Now they were attracting the best talent; Oscar winners and genuine talent all over the shop in both cast and crew - Forster, Mendes, Deakins, Van Hoytema, Mikklesen, Almaric, Bardem, Waltz, Fiennes, Wishaw, Finney, Seydoux and of course Craig and Dench. The only exception to this impressive recruitment drive was in screenwriting. They got away with it in CR as they had the spine of a Fleming book to hang it on. The cracks were apparent in QOS but they had the writers strike as an excuse. SF looked well polished but once you picked away at it the flaws were obvious, but the staggering box office once again meant it could be swept under the carpet. However theres only so long they could get away with it and this neglect in getting top quality writers in finally proved fatal for SP.
Bondmania was back! CR had miraculously restored Bond's credibility to almost mid 60s levels after the cliche ridden Rog and Pierce eras. Yes QOS seemed a misstep at the time but is ageing rather well. Then SF upped Bondmania levels near to when Sean was at his peak.
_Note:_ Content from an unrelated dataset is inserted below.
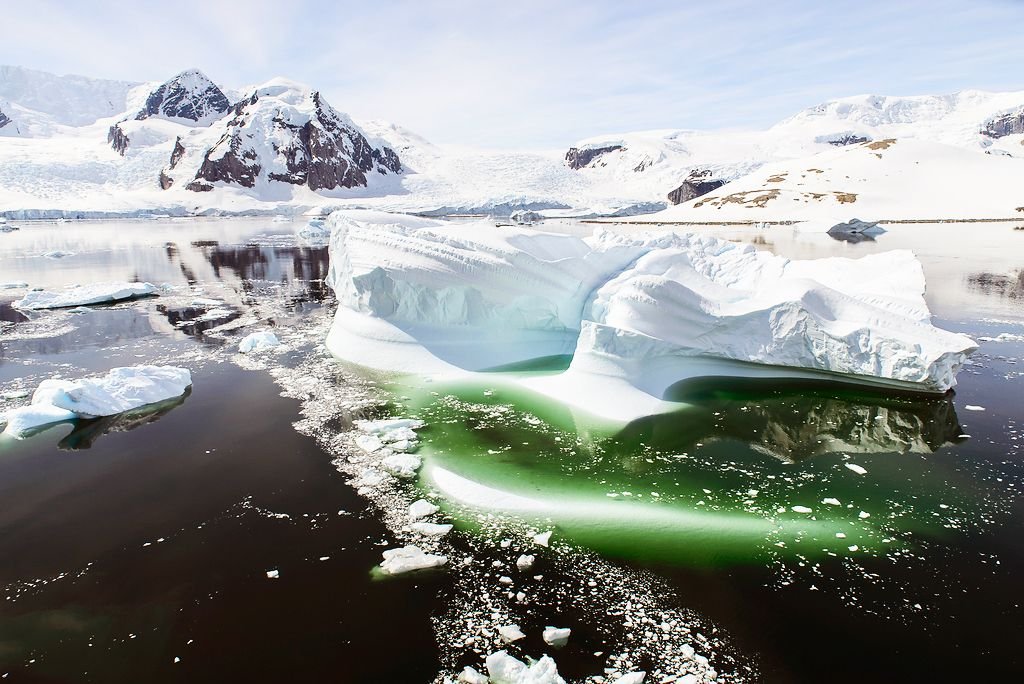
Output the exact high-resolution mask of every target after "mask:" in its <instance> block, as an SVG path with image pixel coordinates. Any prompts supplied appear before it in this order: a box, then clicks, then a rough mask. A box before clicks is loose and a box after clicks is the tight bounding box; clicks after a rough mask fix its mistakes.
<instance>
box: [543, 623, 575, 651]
mask: <svg viewBox="0 0 1024 684" xmlns="http://www.w3.org/2000/svg"><path fill="white" fill-rule="evenodd" d="M571 633H572V630H570V629H569V628H567V627H563V628H558V627H546V628H544V633H543V634H542V636H543V637H544V643H546V644H548V645H549V646H554V647H555V648H561V647H562V646H564V645H565V644H567V643H568V641H569V635H570V634H571Z"/></svg>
Admittedly it was helped by a perfect storm of exterior circumstances; surfing the patriotic wave of the jubilee and Olympics (of course the parachute stunt was the best piece of global marketing a film has ever had) and piggybacking on Adele's massive popularity to bring in bigger numbers than Bond had since 1965.
Then came SP. Expectations were high following SF (which, whatever gripes people might have level at the plot, is unquestionably a very slick and classy production) and then a dark and foreboding teaser trailer followed by a main trailer that, set to a spectacularly ominous arrangement of Barry's OHMSS, seemed like we could be up for the culmination of the Craig era with an absolute epic.
And then we saw the finished product.
Its not so much the fact that SP is markedly worse than some of the older films and people are unfairly hammering it when they give some of those films a free pass.
Its the crushing disappointment.
That we thought it would be so good added to the fact that it couldve been so good is what stings like a paper cut across your bell end.
So in answer to the question posed by the thread (which in fairness I've been as guilty as anyone in detracting from) I would say that SP will become more appreciated over time as given it is by and large lambasted it by everyone it can only go up. Slowly, once we have all been through the cathartic process of slating it on here and the scars start to heal, it will just settle into the middle of the pack as a standard Bond film as the memories start to fade of the promise we all thought was coming back in September 2015 and the devastation we felt when we heard the words 'Your little brother' for the first time.